Our little group here in the woods consists of four people. As I’ve been watching the various conversations develop, I’ve been observing how the social dynamics change, depending upon who is or isn’t present in any particular discussion.

Counting all the possibilities, I see that there are eleven possible conversational groupings among four people: (1,2) (1,3) (1,4) (2,3) (2,4) (3,4) (1,2,3) (1,2,4) (1,3,4) (2,3,4) (1,2,3,4).

Between any two people there is only one possible set of groupings, and between any three people there are four: (1,2) (1,3) (2,3) (1,2,3).

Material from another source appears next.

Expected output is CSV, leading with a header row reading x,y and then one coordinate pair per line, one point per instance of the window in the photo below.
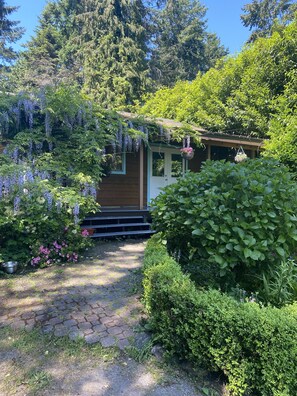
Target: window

There turns out to be a simple formula based on the number of people, which is how I know that for five people there are 26 possible conversational groups, for six people there are 57, and for seven people there are 120. **

I will leave it up to you to figure out what the formula is.

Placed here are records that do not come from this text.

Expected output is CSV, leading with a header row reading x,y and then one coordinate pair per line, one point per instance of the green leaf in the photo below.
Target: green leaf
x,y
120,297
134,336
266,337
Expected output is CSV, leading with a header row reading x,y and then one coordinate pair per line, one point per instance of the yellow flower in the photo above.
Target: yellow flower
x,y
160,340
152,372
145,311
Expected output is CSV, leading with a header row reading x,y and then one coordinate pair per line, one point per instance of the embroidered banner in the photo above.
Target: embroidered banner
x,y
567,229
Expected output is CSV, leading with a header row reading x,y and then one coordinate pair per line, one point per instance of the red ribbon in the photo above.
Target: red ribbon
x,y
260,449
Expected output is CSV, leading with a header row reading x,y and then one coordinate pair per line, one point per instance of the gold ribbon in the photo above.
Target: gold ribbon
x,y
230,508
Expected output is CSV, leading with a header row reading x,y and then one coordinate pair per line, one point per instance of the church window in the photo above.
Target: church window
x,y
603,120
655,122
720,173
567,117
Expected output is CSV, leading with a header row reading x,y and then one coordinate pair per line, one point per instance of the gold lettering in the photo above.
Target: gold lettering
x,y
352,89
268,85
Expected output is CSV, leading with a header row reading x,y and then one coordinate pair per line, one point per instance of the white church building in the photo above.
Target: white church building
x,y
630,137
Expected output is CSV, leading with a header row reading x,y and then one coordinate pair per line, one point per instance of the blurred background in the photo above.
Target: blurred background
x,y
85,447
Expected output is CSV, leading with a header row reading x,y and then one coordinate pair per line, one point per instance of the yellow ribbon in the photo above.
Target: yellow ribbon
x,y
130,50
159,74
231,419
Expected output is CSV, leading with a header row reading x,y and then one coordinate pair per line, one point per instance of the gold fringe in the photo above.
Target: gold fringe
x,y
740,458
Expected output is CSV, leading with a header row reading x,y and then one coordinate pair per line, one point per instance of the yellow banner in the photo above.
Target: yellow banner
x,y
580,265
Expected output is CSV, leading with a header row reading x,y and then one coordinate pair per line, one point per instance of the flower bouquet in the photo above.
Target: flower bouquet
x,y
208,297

*** My original post contained typos for some of these numbers, which Sharon and Logan kindly corrected.*

Why am I getting 26 for 5 people and 57 for 6?

http://www.wolframalpha.com/input/?i=2%5En-n-1+for+n%3D1+to+10

2^n (subsets) -n (no talking to yourself) -1 (if a conversation is held by no one does it really take place?)

I came about it from a less elegant approach than Adam, but it gives the same values:

n n

SUM (n choose k) = SUM (n!/k!(n-k)!

k=2 k=2

(that is, summing over all sizes of groups of at least 2, the number of ways to form a group of that size given n people).

However, both my formula and Adam’s give 26 for n = 5, and 57 for n = 6. Ken?

Yuck, that didn’t format well. The second formula is

n

SUM (n!/k!(n-k!))

k=2

@Logan: That’s funny, I must have made the same arithmetic errors when I checked my results. I definitely remember coming up with 47 (64-6 = 48 instead of 58).

Yes, Adam’s formulation — 2^n – n – 1 — is the one I was thinking of.

Thanks Sharon and Logan. I typed the original post too fast, and didn’t notice I had entered the wrong values. I’ve corrected the post so as not to completely confuse future readers.